Prinsip-prinsipPerencanaan
Pendidikan
Ada beberapa prinsip
yang harus diperhatikan dalam penyusunan perencanaan pendidikan, antara lain:
1)
Prinsip interdisipliner,
yaitu menyangkut berbagai bidang keilmuan atau beragam kehidupan. Hal ini
penting karena hakikat layanan pendidikan kepada peserta didik harus menyangkut
berbagai jenis pengetahuan, beragam ketrampilan dan nilai-norma kehidupan yang
berlaku di masyarakat.
2)
Prinsip fleksibel, yaitu bersifat
lentur, dinamik dan responsif terhadap perkembangan atau perubahan kehidupan di
masyarakat. Hal ini penting, karena hakikat layanan pendidikan kepada peserta
didik adalah menyiapkan siswa untuk mampu menghadapi perkembangan Ilmu
pengetahuan dan teknologi (Iptek) dan beragam tantangan kehidupan terkini.
3) Prinsip efektifitas-efisiensi, artinya dalam
penyusunan perencanaan pendidikan didasarkan pada perhitungan sumber daya yang
ada secara cermat dan matang, sehingga perencanaan itu ‘berhasil guna’ dan
‘bernilai guna’ dalam pencapaian tujuan pendidikan.
4) Prinsip progress of change, yaitu terus
mendorong dan memberi peluang kepada semua warga sekolah untuk berkarya dan
bergerak maju ke depan dengan beragam pembaharuan layanan pendidikan yang lebih
berkualitas, sesuai dengan peranan masing-masing.
5) Prinsip objektif, rasional dan sistematis, artinya perencanaan
pendidikan harus disusun berdasarkan data yang ada, berdasarkan analisa
kebutuhan dan kemanfaatan layanan pendidikan secara rasional (memungkinkan
untuk diwujudkan secara nyata), dan mempunyai sistematika dan tahapan
pencapaian program secara jelas dan berkesinambungan.
6)
Prinsip kooperatif-komprehensif,
artinya perencanaan yang disusun mampu memotivasi dan membangun
mentalitas semua warga sekolah dalam bekerja sebagai suatu tim (team work)
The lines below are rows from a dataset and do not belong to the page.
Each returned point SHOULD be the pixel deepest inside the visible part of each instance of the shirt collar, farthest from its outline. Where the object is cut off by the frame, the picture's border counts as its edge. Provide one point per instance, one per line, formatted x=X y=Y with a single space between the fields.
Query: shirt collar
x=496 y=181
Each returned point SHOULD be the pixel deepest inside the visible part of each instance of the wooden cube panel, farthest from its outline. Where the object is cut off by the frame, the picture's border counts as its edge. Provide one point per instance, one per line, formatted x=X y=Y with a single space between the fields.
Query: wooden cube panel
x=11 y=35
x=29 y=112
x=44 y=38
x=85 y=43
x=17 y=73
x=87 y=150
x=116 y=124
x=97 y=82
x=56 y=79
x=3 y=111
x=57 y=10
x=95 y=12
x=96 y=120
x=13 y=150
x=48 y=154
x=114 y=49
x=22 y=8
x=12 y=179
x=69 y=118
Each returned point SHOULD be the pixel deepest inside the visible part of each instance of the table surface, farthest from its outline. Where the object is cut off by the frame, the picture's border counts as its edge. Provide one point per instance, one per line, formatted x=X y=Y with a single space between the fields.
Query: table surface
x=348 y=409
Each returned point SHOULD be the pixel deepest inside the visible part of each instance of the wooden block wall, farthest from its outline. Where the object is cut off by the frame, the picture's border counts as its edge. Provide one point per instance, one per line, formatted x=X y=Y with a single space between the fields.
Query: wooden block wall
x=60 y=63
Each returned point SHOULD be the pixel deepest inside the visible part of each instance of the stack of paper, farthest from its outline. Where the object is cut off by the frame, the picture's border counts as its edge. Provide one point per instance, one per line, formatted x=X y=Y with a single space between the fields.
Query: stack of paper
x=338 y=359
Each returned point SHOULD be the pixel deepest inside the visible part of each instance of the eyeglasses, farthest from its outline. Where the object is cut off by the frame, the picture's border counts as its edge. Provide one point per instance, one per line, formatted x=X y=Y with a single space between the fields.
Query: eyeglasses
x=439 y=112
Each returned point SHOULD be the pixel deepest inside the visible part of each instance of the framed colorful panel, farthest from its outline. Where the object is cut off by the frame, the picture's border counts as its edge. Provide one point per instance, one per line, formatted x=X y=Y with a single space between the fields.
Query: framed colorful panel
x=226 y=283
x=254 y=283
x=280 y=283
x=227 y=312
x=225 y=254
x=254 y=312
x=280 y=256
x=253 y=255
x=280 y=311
yang baik. Disamping itu perencanaan yang disusun harus mencakup seluruh
aspek esensial (mendasar) tentang layanan pendidikan akademik dan non akademik
setiap peserta didik.
7)
Prinsip human
resources development, artinya perencanaan pendidikan harus disusun sebaik
mungkin dan mampu menjadi acuan dalam pengembangan sumber daya manusia secara
maksimal dalam mensukseskan program pembangunan pendidikan. Layanan pendidikan
pada peserta didik harus betul-betul mampu membangun individu yang unggul baik
dari aspekintelektual (penguasaan science and technology),
aspek emosional(kepribadian atau akhlak), dan aspek spiritual (keimanan
dan ketakwaan) , atau disebut IESQ yang unggul.
g.
Proses
Perencanaan Pendidikan
Menurut Banghart and
Trull dalam Sa’ud (2007) ada beberapa tahapan yang semestinya dilalui dalam
penyusunan perencanaan pendidikan, antara lain:
1) Tahap need assessment, yaitu melakukan
kajian terhadap beragam kebutuhan atau taksiran yang diperlukan dalam proses
pembangunan atau pelayanan pembelajaran di setiap satuan pendidikan. Kajian
awal ini harus cermat, karena fungsi kajian akan memberikan masukan tentang:
(a) pencapaian program sebelumnya; (b) sumber daya apa yang tersedia, dan (c)
apa yang akan dilakukan dan bagaimana tantangan ke depan yang akan dihadapi.
2) Tahap formulation of goals and objective, yaitu
perumusan tujuan dan sasaran perencanaan yang hendak dicapai. Perumusan tujuan
perencanaan pendidikan harus berdasarkan pada visi, misi dan hasil kajian awal
tentang beragam kebutuhan atau taksiran (assessment) layanan pendidikan
yang diperlukan.
3) Tahap policy and priority setting, yaitu merancang
tentang rumusan prioritas kebijakan apa yang akan dilaksanakan dalam layanan
pendidikan. Rumusan prioritas kebijakan ini harus dijabarkan kedalam strategi
dasar layanan pendidikan yang jelas, agar memudahkan dalam pencapaian tujuan.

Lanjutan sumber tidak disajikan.